Il castello dei desideri che accoglie i ragazzi che si sentono persi
Caro iCrewer, è arrivato il momento di parlarti della mia ultima lettura: Il castello invisibile di Mizuki Tsujimura, pubblicato da DeA Planeta Libri in aprile. È un romanzo davvero toccante e intenso, la cui storia mi è entrata dentro l’anima. Ora ti spiego il perchè, partendo dalla trama.
La vicenda di svolge in una Tokyo contemporanea. La protagonista è Kokoro: una ragazzina di prima media che non è riuscita ad integrarsi nella sua nuova classe e per questo motivo ha deciso di non frequentare più le lezioni. Sua madre sembra scocciata dal vederla continuamente ciondolare per casa e preme affinché Kokoro frequenti almeno un istituto di recupero nel distretto in cui vivono, tuttavia il malessere della ragazzina è così grande, che non riesce a mettere il naso fuori dall’ambiente domestico per più di cinque minuti. L’unico contatto che lei ha con l’esterno è un misterioso castello al di là dello specchio in camera sua, dove si ritrova abitualmente con altri sei ragazzi con cui ha molto in comune: l’abbandono della scuola media e la missione affidatagli dalla Signora Lupo. Questa entità, dalle sembianze di una bambina con il volto mascherato da lupo, ha infatti radunato Kokoro, Aki, Fuka, Masamune, Ureshino, Subaru e Lion per una caccia al tesoro: i sette ragazzi hanno tempo fino alla fine dell’anno scolastico giapponese per trovare la Stanza dei Desideri, la cui chiave è nascosta all’interno del castello. Soltanto uno di loro ci riuscirà e avrà così l’opportunità di veder realizzato il proprio desiderio.

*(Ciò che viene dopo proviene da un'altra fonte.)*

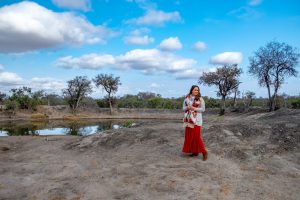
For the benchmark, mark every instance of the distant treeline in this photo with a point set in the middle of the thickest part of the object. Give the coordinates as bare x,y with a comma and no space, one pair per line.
24,98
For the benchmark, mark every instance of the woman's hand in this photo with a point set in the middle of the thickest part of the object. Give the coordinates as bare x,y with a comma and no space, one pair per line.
190,108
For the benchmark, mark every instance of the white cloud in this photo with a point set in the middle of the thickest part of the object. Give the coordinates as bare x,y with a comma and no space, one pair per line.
245,13
9,78
84,5
154,85
46,83
153,61
157,18
170,44
227,58
148,61
193,73
137,37
255,2
27,26
199,46
88,61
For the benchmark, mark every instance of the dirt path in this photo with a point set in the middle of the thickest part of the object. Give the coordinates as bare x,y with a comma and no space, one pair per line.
252,156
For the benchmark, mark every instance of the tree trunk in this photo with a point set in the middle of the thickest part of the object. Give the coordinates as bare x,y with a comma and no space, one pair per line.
110,104
222,111
270,98
234,99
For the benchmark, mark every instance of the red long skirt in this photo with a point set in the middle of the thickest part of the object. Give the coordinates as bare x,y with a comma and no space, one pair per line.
193,142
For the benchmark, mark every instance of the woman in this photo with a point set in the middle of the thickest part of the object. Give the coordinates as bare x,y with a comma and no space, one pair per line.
193,105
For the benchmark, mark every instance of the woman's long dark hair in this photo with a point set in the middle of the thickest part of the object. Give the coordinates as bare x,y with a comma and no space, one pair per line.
191,90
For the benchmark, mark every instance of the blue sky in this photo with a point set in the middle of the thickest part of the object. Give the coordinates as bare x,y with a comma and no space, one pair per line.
157,46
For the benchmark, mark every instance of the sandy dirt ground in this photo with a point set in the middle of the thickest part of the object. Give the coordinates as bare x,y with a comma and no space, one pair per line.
252,155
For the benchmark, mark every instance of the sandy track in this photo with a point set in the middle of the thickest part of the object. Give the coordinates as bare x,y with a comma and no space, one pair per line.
251,156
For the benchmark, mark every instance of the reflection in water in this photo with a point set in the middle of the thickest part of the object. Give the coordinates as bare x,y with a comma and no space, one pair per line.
63,128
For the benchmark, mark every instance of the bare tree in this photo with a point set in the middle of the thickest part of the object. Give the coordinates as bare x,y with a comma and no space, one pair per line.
109,84
225,78
77,89
236,93
249,96
271,64
2,96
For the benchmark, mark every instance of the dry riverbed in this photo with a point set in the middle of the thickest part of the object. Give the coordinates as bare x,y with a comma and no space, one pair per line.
253,155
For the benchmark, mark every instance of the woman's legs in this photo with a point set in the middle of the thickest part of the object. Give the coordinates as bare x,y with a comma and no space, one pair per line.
193,142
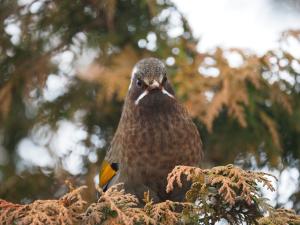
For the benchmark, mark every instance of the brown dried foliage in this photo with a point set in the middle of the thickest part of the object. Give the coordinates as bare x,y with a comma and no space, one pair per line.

Di primo impatto, avevo ipotizzato che la narrazione fosse incentrata sulla ricerca della chiave, invece essa ruota intorno ai sette protagonisti e a come interagiscono fra di loro. C’è infatti un motivo per cui sono stati scelti: sono degli hikikomori (trad. stare in disparte), ovvero ragazzi che hanno scelto volontariamente di isolarsi dal mondo per cause legate all’ambiente sociale o famigliare. Questo fenomeno è molto sentito in Giappone, poiché è estremamente diffuso nella fascia dai 14 ai 39 anni e causa ogni anno numerosi suicidi fra chi ne soffre.
La questione è molto velata nel romanzo, infatti non si parla mai apertamente di questo disturbo o di depressione. Si intuisce però la gravità delle situazioni dei ragazzini protagonisti dalle loro storie personali, che poco a poco emergono e che vengono trattate con grande cura e delicatezza.

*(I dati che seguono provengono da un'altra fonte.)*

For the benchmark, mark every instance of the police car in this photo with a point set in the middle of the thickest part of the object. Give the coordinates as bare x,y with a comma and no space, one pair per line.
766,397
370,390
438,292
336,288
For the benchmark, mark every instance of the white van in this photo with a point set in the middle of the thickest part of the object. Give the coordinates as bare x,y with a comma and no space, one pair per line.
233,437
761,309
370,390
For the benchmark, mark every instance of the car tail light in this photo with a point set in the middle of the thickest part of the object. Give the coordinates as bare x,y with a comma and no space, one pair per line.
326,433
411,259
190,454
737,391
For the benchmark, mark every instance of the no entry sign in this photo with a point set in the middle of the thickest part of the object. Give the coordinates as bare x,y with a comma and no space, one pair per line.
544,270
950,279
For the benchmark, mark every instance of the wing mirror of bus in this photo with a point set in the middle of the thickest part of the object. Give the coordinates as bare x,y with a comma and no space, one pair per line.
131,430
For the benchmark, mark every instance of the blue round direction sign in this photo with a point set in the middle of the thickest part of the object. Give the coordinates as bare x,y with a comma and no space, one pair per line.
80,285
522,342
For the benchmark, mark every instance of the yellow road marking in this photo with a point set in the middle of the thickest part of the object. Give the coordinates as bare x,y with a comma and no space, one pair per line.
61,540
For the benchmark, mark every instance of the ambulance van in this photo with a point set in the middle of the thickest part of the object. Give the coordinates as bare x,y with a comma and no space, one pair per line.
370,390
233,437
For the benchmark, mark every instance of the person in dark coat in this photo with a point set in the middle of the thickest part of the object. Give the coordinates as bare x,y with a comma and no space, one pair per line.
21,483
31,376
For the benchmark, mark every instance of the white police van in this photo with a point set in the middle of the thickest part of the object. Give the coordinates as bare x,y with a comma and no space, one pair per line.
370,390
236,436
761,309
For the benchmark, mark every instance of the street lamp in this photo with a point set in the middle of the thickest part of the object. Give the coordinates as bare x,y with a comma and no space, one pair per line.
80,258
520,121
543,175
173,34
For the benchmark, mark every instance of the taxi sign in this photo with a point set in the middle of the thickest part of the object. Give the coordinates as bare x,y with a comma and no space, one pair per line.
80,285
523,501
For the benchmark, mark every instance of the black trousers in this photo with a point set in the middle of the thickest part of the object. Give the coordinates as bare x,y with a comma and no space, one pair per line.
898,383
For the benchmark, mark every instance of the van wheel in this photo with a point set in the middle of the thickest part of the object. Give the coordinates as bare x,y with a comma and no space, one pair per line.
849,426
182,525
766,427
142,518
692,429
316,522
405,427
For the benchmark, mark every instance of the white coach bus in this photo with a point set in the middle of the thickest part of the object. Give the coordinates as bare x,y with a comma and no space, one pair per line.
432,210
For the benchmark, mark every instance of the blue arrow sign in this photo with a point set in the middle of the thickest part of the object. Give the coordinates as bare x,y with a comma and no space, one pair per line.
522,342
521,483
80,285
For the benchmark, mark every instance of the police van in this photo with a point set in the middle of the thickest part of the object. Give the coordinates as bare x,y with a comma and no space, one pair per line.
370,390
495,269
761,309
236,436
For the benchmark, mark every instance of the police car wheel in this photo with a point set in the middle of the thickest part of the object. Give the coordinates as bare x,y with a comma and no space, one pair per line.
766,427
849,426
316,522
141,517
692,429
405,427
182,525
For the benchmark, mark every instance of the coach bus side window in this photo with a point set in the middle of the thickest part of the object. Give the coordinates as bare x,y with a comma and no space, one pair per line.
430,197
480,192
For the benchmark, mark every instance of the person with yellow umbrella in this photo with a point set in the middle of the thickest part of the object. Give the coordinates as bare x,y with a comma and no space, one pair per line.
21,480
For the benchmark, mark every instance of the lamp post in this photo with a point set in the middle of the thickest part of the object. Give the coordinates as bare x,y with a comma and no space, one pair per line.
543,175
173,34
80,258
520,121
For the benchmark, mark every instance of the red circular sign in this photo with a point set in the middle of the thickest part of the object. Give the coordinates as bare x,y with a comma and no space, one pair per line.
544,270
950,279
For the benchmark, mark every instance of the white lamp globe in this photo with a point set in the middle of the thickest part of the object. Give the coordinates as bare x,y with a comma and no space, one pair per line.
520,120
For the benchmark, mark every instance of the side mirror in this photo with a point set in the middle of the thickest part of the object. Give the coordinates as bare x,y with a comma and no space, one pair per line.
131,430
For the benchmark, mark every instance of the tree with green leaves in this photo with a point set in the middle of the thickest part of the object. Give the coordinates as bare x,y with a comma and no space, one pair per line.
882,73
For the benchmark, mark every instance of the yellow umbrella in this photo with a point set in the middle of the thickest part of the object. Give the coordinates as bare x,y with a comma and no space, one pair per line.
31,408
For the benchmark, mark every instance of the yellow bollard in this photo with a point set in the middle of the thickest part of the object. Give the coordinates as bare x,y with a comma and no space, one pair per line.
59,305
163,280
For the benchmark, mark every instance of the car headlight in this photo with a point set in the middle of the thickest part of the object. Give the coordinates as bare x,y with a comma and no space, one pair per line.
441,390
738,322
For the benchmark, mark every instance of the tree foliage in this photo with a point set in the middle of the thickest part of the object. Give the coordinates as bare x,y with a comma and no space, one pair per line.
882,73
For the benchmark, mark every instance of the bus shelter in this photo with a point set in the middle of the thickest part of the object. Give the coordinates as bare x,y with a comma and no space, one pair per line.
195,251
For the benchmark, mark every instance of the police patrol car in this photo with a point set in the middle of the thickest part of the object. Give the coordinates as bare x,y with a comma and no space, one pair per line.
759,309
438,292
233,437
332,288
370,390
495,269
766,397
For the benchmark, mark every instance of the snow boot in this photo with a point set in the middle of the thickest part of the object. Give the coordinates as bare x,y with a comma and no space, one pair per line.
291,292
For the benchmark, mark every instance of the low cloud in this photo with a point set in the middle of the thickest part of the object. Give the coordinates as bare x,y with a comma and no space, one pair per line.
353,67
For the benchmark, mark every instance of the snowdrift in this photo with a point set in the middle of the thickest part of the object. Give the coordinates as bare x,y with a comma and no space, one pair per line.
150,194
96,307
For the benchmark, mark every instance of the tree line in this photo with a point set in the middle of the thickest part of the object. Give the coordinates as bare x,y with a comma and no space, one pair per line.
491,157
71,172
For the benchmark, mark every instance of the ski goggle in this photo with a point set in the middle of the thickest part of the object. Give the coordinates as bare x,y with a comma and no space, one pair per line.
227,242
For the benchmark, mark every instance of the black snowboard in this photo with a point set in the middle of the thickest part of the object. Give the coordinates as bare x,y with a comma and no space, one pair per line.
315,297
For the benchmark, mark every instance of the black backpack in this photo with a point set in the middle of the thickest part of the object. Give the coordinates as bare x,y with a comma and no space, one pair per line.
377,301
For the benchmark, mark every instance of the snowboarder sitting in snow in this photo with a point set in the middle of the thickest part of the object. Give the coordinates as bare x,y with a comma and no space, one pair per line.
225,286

La narrazione assume quindi toni intimi ed è incentrata su Kokoro, alla cui interiorità viene dato ampio spazio. Ciò permette di immedesimarsi totalmente con questo personaggio, ma anche con gli altri sei del gruppo: la comprensione e l’appoggio che si crea fra di loro permette una forte connessione empatica con il lettore, infatti io mi sono sentita parte integrante della compagnia e mi sono ritrovata a gioire e soffrire insieme a loro nel castello, il loro rifugio. Ma anche a crescere: giorno dopo giorno i ragazzi combattono con loro stessi, per sconfiggere le paure che li attanagliano e che li hanno isolati dai loro affetti. Alla fine ho compiuto un viaggio attraverso una dolcissima favola dal lieto fine, che mi ha insegnato molto sull’importanza dell’amicizia, ma anche su quanto bene può fare aiutare chi sta male.
Dopotutto, Il castello invisibile di Mizuki Tsujimura mira proprio a questo: vuole farti capire che un hikikomori ha bisogno di essere ascoltato e compreso, non di essere trascurato o, peggio, ignorato. E al tempo stesso, ti ricorda che non si è mai soli, anche nei momenti difficili: basta guardare con attenzione intorno a te, perchè ci sarà sempre qualcuno pronto ad aiutarti. Per questo motivo, lo definisco una “lettura che fa bene all’anima”: ti coccola quando più ne hai bisogno e ti invita a fare altrettanto con chi ha bisogno di una luce nell’oscurità.